9. Et d’où viendra cette félicité, sinon du changement imprimé par la droite du Très-Haut, du Très-Haut qui bénira tes fils dans ton enceinte et qui te donnera la paix pour frontières[3] ? Soyez donc remplis d’ardeur pour l’obtenir, vous qui êtes à la fois unis et séparés, unis aux bons et séparés des méchants, élus, bien-aimés, prédestinés, appelés, mais qui avez besoin d’acquérir encore la sainteté et la gloire ; croissez, grandissez, vieillissez dans la foi et dans la maturité des forces ; il n’est pas question ici de l’affaiblissement du corps, mais d’une vieillesse pleine de vigueur, et annoncez en paix les œuvres du Seigneur qui a fait pour vous de grandes choses, qui est tout-puissant, dont le nom est grand et dont la sagesse est incommensurable. Vous cherchez la vie ? Courez à Celui qui en est la source, et après avoir dissipé les ténèbres produites par la fumée de vos passions, vous contemplerez la lumière à la lumière du Fils unique du Père, de votre Rédempteur plein de clémence, du brillant soleil de justice. Vous cherchez le salut ? Espérez en Celui qui sauve ceux qui se confient en lui[4]. Il vous faut de l’ivresse et des délices ? Il ne vous les refusera même pas ; seulement venez et adorez, prosternez-vous et gémissez devant Celui qui vous a créés[5] ; c’est ainsi qu’il vous enivrera de l’abondance de sa maison, et qu’il vous abreuvera au torrent de ses délices[6].

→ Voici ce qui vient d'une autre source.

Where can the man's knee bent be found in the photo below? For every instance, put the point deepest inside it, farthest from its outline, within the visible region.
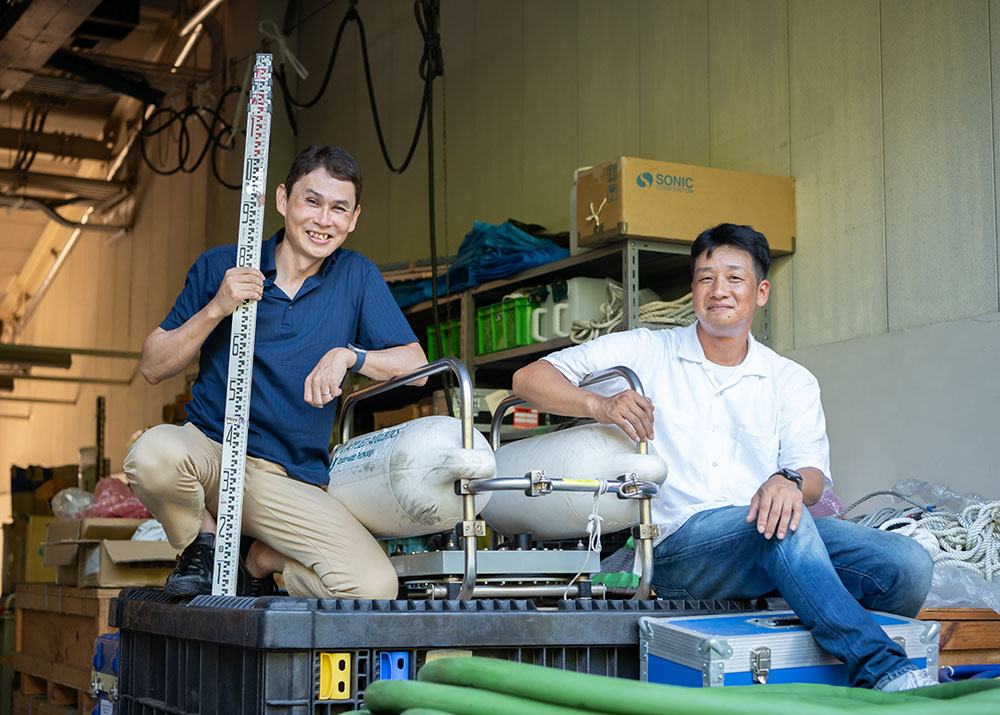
(378, 581)
(153, 460)
(913, 569)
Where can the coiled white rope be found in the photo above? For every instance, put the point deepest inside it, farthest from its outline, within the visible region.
(969, 539)
(594, 532)
(674, 312)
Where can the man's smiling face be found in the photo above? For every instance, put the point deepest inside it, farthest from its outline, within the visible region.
(726, 291)
(319, 213)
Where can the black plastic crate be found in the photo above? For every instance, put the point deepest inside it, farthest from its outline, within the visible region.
(300, 656)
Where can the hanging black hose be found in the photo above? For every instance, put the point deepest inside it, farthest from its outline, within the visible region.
(218, 135)
(427, 14)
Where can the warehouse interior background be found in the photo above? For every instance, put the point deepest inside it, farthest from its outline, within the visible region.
(882, 112)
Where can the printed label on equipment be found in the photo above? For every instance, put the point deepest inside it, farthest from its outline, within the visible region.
(370, 447)
(525, 418)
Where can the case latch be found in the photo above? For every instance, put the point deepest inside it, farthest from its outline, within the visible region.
(760, 664)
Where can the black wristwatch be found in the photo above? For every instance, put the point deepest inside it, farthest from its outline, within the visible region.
(792, 476)
(360, 355)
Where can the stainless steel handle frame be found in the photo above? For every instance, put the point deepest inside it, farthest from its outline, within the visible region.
(592, 379)
(644, 547)
(443, 365)
(457, 367)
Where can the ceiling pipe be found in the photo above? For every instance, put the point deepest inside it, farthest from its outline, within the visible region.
(197, 18)
(23, 202)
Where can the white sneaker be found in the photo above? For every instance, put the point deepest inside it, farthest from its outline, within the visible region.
(909, 680)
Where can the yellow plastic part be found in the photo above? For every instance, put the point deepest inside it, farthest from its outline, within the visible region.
(334, 676)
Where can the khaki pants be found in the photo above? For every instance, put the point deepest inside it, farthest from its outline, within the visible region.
(175, 473)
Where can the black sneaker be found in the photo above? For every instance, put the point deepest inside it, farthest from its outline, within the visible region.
(192, 575)
(249, 585)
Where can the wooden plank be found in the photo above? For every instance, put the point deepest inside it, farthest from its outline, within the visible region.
(62, 673)
(835, 124)
(969, 657)
(938, 119)
(63, 599)
(24, 703)
(61, 694)
(59, 638)
(44, 707)
(41, 30)
(965, 635)
(958, 614)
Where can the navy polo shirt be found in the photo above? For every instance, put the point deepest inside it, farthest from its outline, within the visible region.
(347, 301)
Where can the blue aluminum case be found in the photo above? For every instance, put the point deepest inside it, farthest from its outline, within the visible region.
(768, 646)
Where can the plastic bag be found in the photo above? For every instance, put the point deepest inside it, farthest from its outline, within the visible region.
(828, 505)
(938, 495)
(114, 498)
(954, 587)
(71, 503)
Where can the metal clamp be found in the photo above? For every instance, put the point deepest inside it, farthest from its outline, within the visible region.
(646, 531)
(540, 485)
(760, 664)
(474, 528)
(629, 487)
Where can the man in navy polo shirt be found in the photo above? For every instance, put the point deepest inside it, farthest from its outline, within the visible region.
(322, 311)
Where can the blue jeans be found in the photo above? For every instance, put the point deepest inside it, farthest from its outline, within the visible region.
(828, 570)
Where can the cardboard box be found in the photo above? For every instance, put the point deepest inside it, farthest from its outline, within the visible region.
(32, 487)
(663, 201)
(100, 553)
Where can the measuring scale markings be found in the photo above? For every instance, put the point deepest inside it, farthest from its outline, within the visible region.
(236, 426)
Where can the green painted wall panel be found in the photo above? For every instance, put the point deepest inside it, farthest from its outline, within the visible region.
(940, 199)
(835, 122)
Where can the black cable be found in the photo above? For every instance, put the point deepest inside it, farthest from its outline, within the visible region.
(218, 131)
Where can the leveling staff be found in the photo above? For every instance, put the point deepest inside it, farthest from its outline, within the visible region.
(744, 437)
(316, 303)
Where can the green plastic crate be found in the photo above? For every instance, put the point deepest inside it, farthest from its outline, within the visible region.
(504, 325)
(451, 334)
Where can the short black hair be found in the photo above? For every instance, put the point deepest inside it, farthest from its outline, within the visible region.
(338, 163)
(743, 238)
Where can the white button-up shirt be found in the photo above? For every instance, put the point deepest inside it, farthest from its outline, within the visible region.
(720, 441)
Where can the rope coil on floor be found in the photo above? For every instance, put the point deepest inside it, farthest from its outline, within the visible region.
(969, 539)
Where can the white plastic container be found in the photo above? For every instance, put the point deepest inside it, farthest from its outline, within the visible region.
(545, 318)
(400, 481)
(584, 299)
(588, 451)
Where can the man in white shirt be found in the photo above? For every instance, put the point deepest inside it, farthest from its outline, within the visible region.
(744, 437)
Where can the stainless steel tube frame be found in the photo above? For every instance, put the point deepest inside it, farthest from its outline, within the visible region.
(644, 547)
(465, 415)
(592, 379)
(443, 365)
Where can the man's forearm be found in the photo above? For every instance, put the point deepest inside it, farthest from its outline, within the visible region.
(393, 362)
(812, 485)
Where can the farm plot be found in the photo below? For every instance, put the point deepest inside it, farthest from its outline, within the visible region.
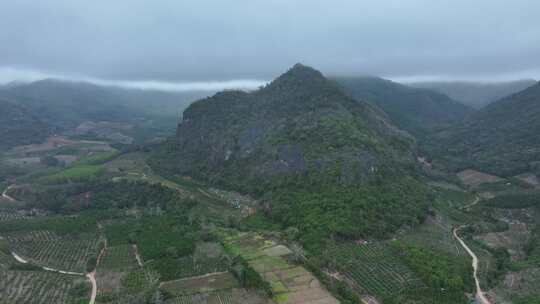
(289, 283)
(188, 266)
(201, 284)
(475, 178)
(121, 257)
(45, 248)
(233, 296)
(36, 287)
(5, 260)
(9, 215)
(118, 273)
(372, 268)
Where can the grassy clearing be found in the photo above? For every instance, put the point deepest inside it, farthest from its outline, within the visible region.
(288, 282)
(80, 173)
(214, 282)
(97, 158)
(119, 257)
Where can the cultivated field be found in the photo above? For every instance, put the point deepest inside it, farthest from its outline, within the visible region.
(289, 283)
(473, 178)
(200, 284)
(36, 287)
(45, 248)
(232, 296)
(372, 268)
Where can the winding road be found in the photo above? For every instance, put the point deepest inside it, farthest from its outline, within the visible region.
(480, 297)
(91, 275)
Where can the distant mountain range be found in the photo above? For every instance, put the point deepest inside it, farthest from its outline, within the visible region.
(418, 111)
(502, 138)
(325, 159)
(19, 126)
(476, 94)
(66, 104)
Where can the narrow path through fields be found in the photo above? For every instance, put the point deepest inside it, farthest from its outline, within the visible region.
(137, 255)
(480, 297)
(6, 196)
(92, 277)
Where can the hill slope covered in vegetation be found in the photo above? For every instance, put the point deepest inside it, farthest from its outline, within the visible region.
(18, 126)
(501, 138)
(320, 160)
(418, 111)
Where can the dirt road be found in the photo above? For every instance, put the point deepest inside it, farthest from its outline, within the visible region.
(137, 255)
(476, 200)
(480, 297)
(24, 261)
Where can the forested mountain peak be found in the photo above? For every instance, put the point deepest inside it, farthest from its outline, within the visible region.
(301, 140)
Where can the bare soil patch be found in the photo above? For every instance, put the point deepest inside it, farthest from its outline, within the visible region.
(475, 178)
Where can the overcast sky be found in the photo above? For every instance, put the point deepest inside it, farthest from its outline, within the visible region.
(245, 42)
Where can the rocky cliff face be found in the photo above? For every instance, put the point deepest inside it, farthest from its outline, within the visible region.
(299, 123)
(318, 159)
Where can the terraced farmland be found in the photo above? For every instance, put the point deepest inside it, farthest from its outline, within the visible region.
(68, 253)
(232, 296)
(290, 283)
(120, 277)
(188, 266)
(372, 268)
(203, 298)
(8, 215)
(35, 287)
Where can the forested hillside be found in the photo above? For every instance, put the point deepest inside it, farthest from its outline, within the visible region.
(19, 126)
(66, 104)
(476, 94)
(418, 111)
(501, 138)
(303, 146)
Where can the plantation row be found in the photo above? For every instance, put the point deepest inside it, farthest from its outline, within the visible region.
(5, 260)
(36, 287)
(33, 236)
(11, 215)
(118, 257)
(373, 268)
(204, 298)
(47, 249)
(140, 279)
(170, 268)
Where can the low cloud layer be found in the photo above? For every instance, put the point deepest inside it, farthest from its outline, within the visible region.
(8, 75)
(211, 41)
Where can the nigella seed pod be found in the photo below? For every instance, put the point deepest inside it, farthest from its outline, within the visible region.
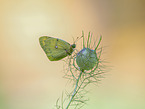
(86, 59)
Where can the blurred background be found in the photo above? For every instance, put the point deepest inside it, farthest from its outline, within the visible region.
(28, 80)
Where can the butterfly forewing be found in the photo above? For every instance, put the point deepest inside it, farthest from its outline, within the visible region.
(55, 48)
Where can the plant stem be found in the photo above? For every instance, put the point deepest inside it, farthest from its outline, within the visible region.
(75, 90)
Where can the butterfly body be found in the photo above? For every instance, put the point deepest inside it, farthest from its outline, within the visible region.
(55, 49)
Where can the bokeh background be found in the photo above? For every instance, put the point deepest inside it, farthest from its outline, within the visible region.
(28, 80)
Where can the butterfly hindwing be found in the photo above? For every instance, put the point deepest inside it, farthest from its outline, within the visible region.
(55, 48)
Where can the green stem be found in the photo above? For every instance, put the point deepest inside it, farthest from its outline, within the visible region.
(75, 90)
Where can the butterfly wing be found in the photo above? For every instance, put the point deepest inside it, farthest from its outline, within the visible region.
(54, 48)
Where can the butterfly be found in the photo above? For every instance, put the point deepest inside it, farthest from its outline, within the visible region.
(56, 49)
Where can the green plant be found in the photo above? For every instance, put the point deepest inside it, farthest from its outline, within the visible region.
(84, 68)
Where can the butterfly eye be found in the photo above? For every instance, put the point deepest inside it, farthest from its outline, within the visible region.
(73, 45)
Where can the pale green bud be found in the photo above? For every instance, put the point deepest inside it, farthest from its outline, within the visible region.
(86, 59)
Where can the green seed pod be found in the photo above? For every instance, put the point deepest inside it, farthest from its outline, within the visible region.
(86, 59)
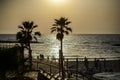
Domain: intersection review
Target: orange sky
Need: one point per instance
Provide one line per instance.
(87, 16)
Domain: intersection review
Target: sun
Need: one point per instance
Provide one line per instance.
(58, 1)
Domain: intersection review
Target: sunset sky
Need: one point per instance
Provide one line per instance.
(87, 16)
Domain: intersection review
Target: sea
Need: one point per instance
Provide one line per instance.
(74, 45)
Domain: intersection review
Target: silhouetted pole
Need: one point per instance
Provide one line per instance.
(76, 68)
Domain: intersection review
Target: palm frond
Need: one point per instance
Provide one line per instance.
(67, 23)
(53, 30)
(31, 23)
(35, 26)
(59, 36)
(53, 27)
(21, 27)
(66, 32)
(35, 38)
(69, 29)
(38, 33)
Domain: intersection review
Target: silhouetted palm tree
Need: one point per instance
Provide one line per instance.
(61, 27)
(25, 36)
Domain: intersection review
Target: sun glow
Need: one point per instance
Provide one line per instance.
(58, 1)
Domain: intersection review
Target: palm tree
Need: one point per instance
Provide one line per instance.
(25, 36)
(61, 27)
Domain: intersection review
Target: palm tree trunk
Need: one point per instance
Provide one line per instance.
(30, 57)
(61, 60)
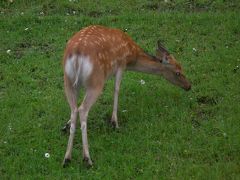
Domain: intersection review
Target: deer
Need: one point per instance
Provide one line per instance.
(96, 53)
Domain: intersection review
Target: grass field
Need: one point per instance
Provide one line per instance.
(165, 132)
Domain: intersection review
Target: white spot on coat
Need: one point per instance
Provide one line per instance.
(78, 68)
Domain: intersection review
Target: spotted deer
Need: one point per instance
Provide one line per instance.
(94, 54)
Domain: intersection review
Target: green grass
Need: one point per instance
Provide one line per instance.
(165, 133)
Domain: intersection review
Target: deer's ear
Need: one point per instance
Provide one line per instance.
(161, 48)
(162, 53)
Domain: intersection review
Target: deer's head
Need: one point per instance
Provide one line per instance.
(172, 69)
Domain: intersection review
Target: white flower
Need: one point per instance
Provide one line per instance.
(142, 82)
(47, 155)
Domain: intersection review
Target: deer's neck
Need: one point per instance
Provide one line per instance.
(147, 64)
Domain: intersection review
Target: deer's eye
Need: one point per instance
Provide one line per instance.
(177, 73)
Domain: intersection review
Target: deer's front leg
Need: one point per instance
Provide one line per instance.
(118, 79)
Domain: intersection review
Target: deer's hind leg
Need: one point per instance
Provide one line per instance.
(71, 94)
(92, 93)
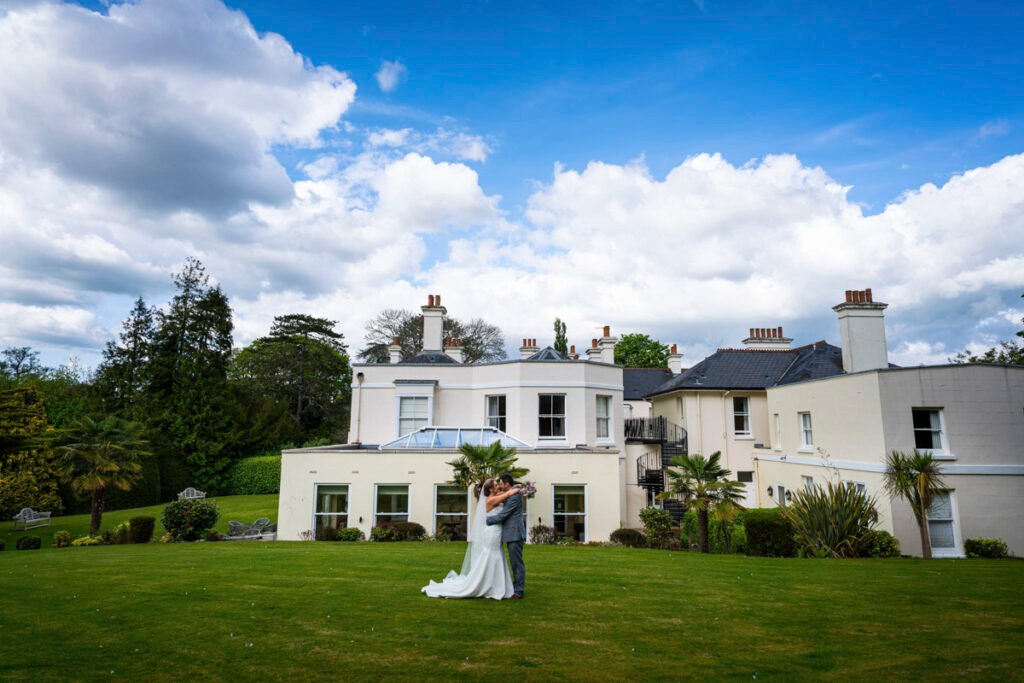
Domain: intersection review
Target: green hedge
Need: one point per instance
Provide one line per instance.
(769, 534)
(251, 476)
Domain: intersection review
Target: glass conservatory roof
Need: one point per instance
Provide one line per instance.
(453, 437)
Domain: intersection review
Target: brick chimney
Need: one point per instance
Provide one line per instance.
(675, 359)
(862, 332)
(607, 345)
(767, 338)
(454, 350)
(433, 324)
(394, 351)
(527, 349)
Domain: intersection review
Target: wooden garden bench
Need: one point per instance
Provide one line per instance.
(190, 494)
(29, 518)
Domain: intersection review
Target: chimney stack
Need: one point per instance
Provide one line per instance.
(675, 360)
(527, 349)
(394, 351)
(767, 338)
(607, 345)
(454, 350)
(433, 324)
(862, 332)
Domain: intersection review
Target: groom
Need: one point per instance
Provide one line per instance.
(513, 522)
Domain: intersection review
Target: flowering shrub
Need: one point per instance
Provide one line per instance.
(189, 520)
(87, 541)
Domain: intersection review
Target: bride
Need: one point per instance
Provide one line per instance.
(484, 571)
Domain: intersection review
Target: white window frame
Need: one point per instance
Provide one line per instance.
(586, 508)
(564, 437)
(806, 445)
(859, 485)
(939, 454)
(504, 417)
(348, 504)
(409, 500)
(397, 411)
(749, 432)
(598, 418)
(957, 549)
(469, 502)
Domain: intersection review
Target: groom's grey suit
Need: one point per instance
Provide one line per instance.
(513, 536)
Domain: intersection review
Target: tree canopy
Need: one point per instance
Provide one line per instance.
(638, 350)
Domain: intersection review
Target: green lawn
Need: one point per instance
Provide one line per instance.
(353, 611)
(238, 508)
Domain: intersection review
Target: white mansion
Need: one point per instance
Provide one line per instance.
(596, 437)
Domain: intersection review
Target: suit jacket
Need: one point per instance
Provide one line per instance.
(512, 519)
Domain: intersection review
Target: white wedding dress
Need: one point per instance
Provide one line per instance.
(484, 571)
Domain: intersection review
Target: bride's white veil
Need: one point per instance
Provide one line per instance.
(477, 525)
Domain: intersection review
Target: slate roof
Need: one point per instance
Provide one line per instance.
(429, 358)
(549, 353)
(638, 382)
(758, 369)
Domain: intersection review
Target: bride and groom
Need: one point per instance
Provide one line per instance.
(499, 518)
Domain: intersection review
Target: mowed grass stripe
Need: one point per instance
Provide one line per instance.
(315, 610)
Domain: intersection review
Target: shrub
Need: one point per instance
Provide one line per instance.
(386, 535)
(828, 520)
(878, 544)
(140, 528)
(61, 539)
(29, 543)
(657, 523)
(630, 538)
(349, 534)
(117, 536)
(769, 534)
(189, 520)
(543, 536)
(259, 474)
(988, 548)
(410, 530)
(87, 541)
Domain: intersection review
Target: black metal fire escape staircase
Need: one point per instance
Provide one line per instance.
(671, 439)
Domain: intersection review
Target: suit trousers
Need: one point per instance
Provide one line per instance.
(518, 568)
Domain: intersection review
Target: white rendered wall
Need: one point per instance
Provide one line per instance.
(361, 470)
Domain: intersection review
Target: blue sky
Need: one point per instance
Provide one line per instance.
(687, 169)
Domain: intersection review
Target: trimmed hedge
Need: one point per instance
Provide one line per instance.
(630, 538)
(988, 548)
(769, 534)
(140, 528)
(251, 476)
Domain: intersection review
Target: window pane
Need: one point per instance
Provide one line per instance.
(941, 534)
(452, 499)
(392, 500)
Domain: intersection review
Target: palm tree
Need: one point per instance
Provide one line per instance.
(479, 463)
(98, 455)
(702, 484)
(916, 478)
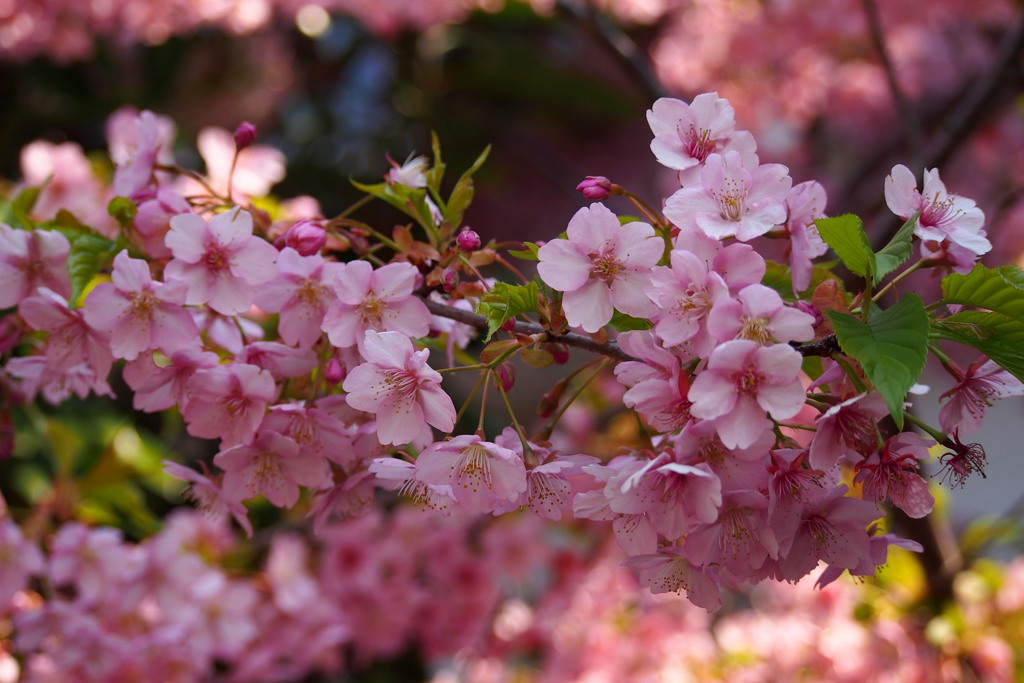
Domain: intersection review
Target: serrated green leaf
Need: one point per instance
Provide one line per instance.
(897, 251)
(624, 323)
(998, 331)
(506, 301)
(891, 347)
(89, 254)
(123, 210)
(527, 254)
(847, 238)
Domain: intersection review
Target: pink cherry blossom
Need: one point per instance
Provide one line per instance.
(30, 259)
(381, 300)
(983, 382)
(848, 429)
(272, 465)
(601, 267)
(73, 341)
(669, 570)
(398, 386)
(139, 312)
(741, 382)
(892, 475)
(228, 401)
(686, 134)
(301, 292)
(160, 387)
(943, 216)
(482, 474)
(221, 260)
(805, 203)
(685, 294)
(732, 201)
(759, 313)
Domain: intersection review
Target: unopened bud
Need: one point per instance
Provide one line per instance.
(450, 280)
(595, 187)
(334, 372)
(468, 240)
(245, 135)
(306, 238)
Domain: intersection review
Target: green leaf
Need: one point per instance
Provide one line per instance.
(15, 212)
(891, 347)
(89, 252)
(123, 210)
(527, 254)
(624, 323)
(998, 331)
(897, 251)
(506, 301)
(847, 238)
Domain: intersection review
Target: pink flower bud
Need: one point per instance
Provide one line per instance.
(450, 280)
(468, 240)
(245, 135)
(334, 372)
(595, 187)
(506, 374)
(306, 238)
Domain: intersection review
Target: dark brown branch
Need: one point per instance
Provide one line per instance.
(609, 349)
(825, 347)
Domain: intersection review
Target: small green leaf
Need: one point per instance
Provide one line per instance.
(998, 331)
(624, 323)
(891, 347)
(527, 254)
(506, 301)
(847, 238)
(897, 251)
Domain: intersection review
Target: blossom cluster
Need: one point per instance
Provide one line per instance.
(302, 348)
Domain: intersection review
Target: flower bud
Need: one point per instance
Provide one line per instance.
(468, 240)
(245, 135)
(595, 187)
(306, 238)
(450, 280)
(334, 372)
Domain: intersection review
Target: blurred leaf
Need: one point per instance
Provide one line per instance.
(847, 238)
(891, 347)
(506, 301)
(897, 251)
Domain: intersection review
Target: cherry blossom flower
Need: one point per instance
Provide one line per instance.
(686, 134)
(228, 401)
(139, 312)
(221, 260)
(805, 203)
(30, 259)
(973, 394)
(732, 201)
(848, 429)
(482, 474)
(601, 267)
(272, 465)
(892, 474)
(398, 386)
(943, 216)
(741, 382)
(685, 294)
(381, 300)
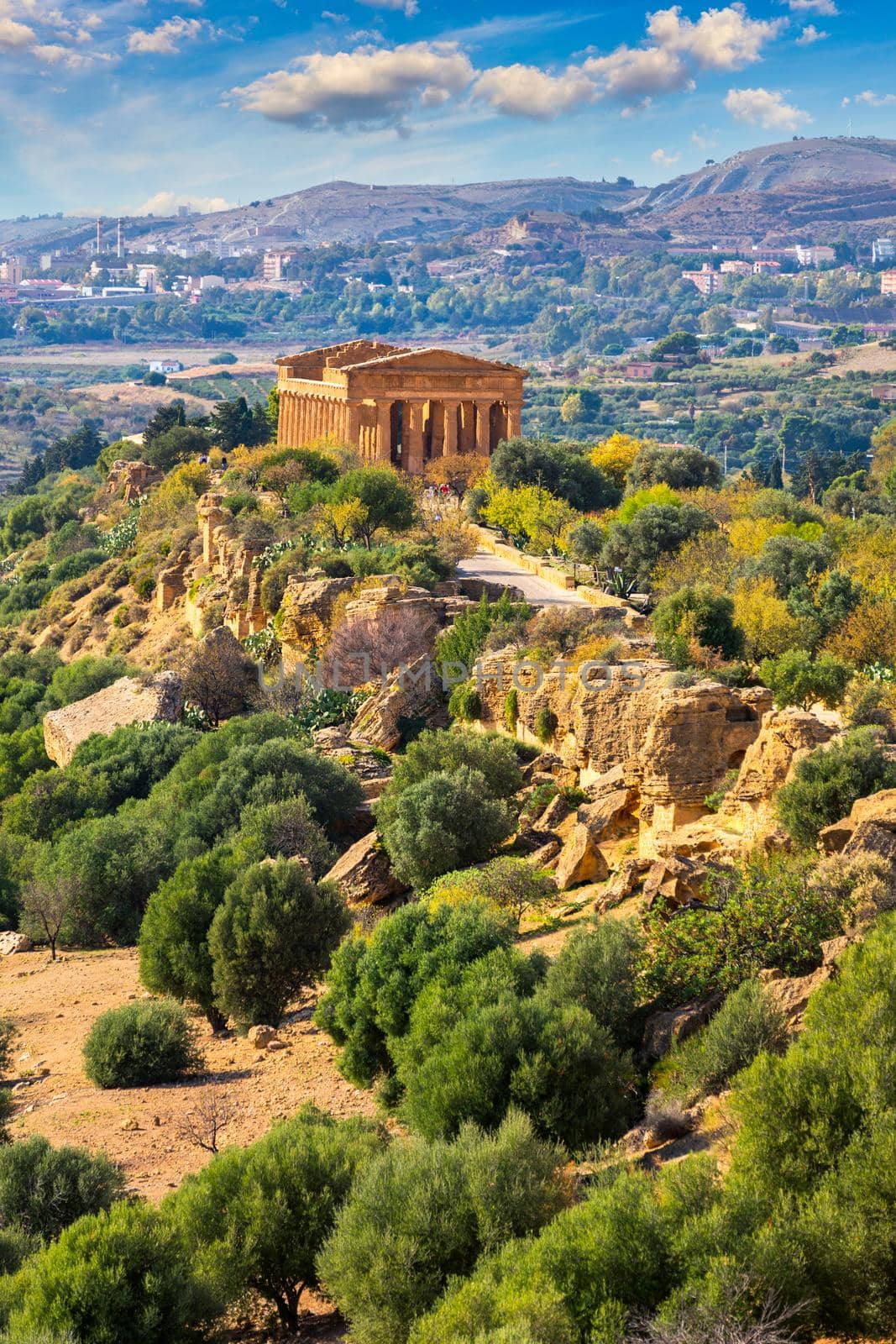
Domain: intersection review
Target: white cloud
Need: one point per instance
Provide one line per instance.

10. Mais prenez garde que le pied du superbe ne vous heurte ; ayez soin que la main des pécheurs ne vous ébranle pas[7]. Pour échapper au premier malheur, priez Dieu de vous purifier de vos péchés secrets ; et pour n’être ni renversés ni abattus par le second, demandez d’être préservés de la malice des étrangers [8] ; âmes tombées, levez-vous ; levez-vous pour vous tenir debout ; tenez-vous debout pour résister ; et résistez avec persévérance. Au lieu de porter le fardeau plus longtemps, rompez leurs chaînes et secouez leur joug[9], et ne vous laissez plus imposer de servitude. « Le Seigneur est proche, ne vous inquiétez de rien[10] ». Mangez maintenant le pain de la douleur ; viendra le moment où après avoir mangé ce pain de douleur vous recevrez en partage le pain de la joie. Mais pour mériter l’un il faut d’abord manger l’autre avec patience. C’est en te détournant et en t’éloignant de Dieu que tu as mérité ce pain de larmes ; reviens avec componction sur tes pas et te rapproche de ton Seigneur. À qui revient à lui avec componction, il est prêt à donner de nouveau le pain de la joie ; mais n’use pas de dissimulation et ne diffère pas dans ta misère de demander avec larmes pardon de ta fuite, Au milieu d’afflictions si multipliées, revêtez-vous du cilice et par le jeûne humiliez vos âmes. L’humilité recouvre ce qu’a perdu l’orgueil. Il est vrai pourtant, au moment de votre examen, quant au nom tout-puissant et redoutable de l’auguste Trinité, des imprécations méritées étaient lancées sur ce transfuge qui entraîne à la fuite et à la désertion, vous n’étiez pas couverts du cilice : mais vos pieds marchaient en quelque sorte sur lui.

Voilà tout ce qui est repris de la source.